A GIS analysis framework for experimentation and collaboration:
In order to support the challenging data interpretation work and enable a collaborative testing environment, we have developed a cloud-based GIS environment (COCKTAIL) that combines elements of established QGIS, GDAL, OTB and SAGA environments such that we can create processing pipelines across these various widely used GIS systems and run this software cocktail remotely in the cloud. This allows our research partners to work in their respective time zones and explore different approaches to the data analysis and classification approaches within a shared analysis framework. Importantly, our pipeline records the large collection of local setting and internal evaluation parameters to a file such that each member can easily recreate the output of the other team member experiments. Results are transferred to a shared remote server such that results can easily be visually inspected together during remote meetings.
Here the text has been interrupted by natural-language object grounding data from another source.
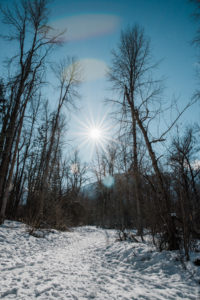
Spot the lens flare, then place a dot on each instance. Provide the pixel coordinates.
(94, 134)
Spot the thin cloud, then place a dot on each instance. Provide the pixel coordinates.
(80, 27)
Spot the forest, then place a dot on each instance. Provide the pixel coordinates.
(143, 181)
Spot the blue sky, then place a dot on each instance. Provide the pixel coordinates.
(93, 31)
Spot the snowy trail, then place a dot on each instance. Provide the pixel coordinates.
(86, 264)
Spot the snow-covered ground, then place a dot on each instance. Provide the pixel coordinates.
(88, 263)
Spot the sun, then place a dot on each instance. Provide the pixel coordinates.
(95, 133)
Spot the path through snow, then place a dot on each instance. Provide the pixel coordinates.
(87, 264)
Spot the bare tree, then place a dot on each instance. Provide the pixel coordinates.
(32, 35)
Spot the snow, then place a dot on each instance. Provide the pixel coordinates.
(88, 263)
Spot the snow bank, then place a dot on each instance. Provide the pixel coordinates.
(88, 263)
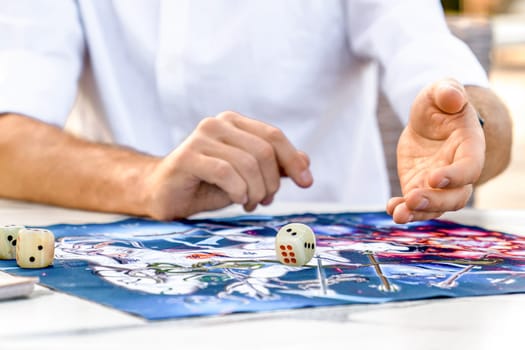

At the time of this writing, Cocktail is used in our research group to combine satellite imagery with texture maps, to create change maps (from the start of the datasets to this year) and to perform land cover classification (Fig. 3). Cocktail includes Support Vector Machine, Random Forest and Neural Network classifiers, the suitability of which we are now analyzing in an iterative manner, collecting more data as the need arises (see resources).